MUTILATION GÉNITALE FÉMININE : LE PRIX PANAFRICAIN EFUA DORKENOO DÉCERNÉ À UNE JOURNALISTE BURKINABÈ

Dr Edwige Adékambi, représentante de l'UNFPA

Dr Edwige Adékambi, représentante de l’UNFPA

Le Fonds des Nation unies pour la population(UNFPA) en collaboration avec le quotidien britannique The Gardian ont organisé un concours panafricain afin de récompenser les reportages sur les Mutilations génitales féminines(MGF). Le concours a fait ses lauréats, parmi lesquels, un journaliste de la radio Municipale de Ouagadougou, Céline Elola. La remise des prix a eu lieu ce 22 mars 2016.

C’est en octobre 2014 que le Secrétaire général des Nation Unies, Ban Ki-moon a annoncé une collaboration entre le Fonds des Nations unies pour la population (UNFPA) et le quotidien « The Gardian » pour l’organisation d’un concours panafricain récompensant les reportages sur les Mutilations génitales féminines(MGF).

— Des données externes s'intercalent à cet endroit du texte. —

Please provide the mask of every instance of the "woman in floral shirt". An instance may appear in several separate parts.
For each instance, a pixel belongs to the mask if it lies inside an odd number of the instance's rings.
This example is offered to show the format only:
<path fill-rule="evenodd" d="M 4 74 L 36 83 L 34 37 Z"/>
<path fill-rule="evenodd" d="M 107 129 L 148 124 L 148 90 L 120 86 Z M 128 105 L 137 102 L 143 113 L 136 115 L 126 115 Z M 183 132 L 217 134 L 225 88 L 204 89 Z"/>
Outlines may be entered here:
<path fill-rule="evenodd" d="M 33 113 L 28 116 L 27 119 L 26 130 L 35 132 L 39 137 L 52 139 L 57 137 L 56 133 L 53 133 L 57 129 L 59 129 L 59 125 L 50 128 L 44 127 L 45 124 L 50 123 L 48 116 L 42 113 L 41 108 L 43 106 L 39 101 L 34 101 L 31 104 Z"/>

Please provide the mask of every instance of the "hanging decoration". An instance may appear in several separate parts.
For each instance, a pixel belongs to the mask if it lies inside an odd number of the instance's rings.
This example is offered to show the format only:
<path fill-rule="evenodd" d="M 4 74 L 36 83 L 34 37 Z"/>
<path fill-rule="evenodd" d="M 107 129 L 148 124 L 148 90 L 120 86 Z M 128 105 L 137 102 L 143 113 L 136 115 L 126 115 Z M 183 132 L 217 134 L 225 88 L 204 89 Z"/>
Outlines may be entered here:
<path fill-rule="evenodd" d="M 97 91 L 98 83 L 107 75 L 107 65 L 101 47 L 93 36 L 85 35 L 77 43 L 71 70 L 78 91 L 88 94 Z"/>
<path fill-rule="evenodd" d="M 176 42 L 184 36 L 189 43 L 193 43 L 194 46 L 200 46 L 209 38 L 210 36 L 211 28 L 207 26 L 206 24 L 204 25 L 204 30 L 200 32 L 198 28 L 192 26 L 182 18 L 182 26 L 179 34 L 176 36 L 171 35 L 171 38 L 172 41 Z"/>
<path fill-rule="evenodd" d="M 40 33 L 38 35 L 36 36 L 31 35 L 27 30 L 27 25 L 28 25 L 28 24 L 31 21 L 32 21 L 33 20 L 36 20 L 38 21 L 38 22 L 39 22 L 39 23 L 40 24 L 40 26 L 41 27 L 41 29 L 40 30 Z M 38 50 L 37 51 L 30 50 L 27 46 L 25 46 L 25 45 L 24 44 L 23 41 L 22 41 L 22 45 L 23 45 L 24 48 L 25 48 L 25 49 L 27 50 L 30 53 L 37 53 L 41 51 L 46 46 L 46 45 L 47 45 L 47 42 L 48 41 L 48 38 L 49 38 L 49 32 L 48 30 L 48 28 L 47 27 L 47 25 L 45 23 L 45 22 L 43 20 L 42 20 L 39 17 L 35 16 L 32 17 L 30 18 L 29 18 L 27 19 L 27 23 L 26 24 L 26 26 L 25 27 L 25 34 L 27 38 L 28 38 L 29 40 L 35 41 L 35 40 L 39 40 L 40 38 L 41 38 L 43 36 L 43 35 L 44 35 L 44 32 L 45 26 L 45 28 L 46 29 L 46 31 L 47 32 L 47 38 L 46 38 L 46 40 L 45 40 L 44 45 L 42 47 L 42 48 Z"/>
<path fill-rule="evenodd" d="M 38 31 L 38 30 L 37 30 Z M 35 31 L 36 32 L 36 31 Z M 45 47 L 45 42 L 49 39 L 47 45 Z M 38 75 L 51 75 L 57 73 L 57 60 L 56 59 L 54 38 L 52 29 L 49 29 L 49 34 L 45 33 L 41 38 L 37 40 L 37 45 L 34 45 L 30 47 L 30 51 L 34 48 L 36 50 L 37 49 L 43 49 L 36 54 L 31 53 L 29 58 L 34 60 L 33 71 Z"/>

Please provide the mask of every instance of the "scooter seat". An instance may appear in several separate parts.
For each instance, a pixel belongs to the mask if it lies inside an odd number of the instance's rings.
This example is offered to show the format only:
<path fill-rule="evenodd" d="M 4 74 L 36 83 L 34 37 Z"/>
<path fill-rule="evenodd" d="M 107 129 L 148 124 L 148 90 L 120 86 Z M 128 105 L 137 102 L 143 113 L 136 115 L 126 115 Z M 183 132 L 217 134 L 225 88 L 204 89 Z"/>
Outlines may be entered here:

Selon la représentante de l’UNFPA, Dr Edwige Adékambi Domingo, les MGF sont toujours une actualité au Burkina : « C’est environ 76% des femmes qui sont excisées ». Mais une évolution positive a été amorcée, qui montre que la proportion de femmes excisées diminue si l’on compare les générations. De même, les résultats de l’enquête multisectorielle continue publiée en 2015 « donnent un taux de prévalence de 11% chez les filles de 0 à 14 ans contre 13% dans la même tranche d’âge en 2010 ».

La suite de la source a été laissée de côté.